Sorting interfaces may only be able to support a subset of the
available VCI space since it is desirable to use directly-mapped
memory to look-up VCIs. In all of our current MSNA data-link services
(our ATM switches and rings), this problem is ameliorated since
receivers are able to allocate their own incoming VCIs. If this is
not possible when directly connected to B-ISDN, then it should at
least be possible when using a local ATM LAN. The ATM LAN may be
connected to B-ISDN at one or more points. The entity at the B-ISDN
to ATM LAN boundary can then use associative techniques if
necessary. An interface which can support 64000
active VCIs is deemed sufficient by [3], and we would agree.
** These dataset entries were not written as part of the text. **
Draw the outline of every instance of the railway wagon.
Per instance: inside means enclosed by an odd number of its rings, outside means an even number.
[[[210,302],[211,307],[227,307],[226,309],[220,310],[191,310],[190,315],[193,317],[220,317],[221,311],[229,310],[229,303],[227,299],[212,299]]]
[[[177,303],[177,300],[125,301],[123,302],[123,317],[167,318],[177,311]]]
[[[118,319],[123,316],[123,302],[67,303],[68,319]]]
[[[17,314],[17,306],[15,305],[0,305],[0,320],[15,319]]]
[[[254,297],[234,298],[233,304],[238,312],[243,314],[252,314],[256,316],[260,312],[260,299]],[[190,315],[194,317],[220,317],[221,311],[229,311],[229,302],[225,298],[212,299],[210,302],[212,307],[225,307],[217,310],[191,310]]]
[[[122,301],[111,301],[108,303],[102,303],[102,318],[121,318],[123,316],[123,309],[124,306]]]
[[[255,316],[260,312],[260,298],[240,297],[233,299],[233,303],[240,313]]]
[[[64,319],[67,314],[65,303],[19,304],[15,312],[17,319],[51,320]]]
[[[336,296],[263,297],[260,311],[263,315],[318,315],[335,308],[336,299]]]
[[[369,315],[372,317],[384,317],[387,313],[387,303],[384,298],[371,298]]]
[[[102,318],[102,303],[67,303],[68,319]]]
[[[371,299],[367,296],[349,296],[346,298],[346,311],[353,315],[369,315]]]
Custom and semi-custom VLSI are being used to implement an ATM LAN controller. These devices connect to OEM host bus controllers, such as those available for EISA, Turbochannel, VME etc. and to inexpensive fibre-optic physical layer devices, such as the AMD FOXI parts, or other standard line interface units (e.g. for T3, E3 or SDH). A full ATM interface ASIC performs sorting, adaptation, rate control and probably buffer management of local memory and scatter-DMA in host memory. Example specifications are available as data sheets from the manufacturers PMC Sierra Inc of Burnaby BC and Base 2 Systems of Boulder CO and from Cambridge UK in [5] and [7].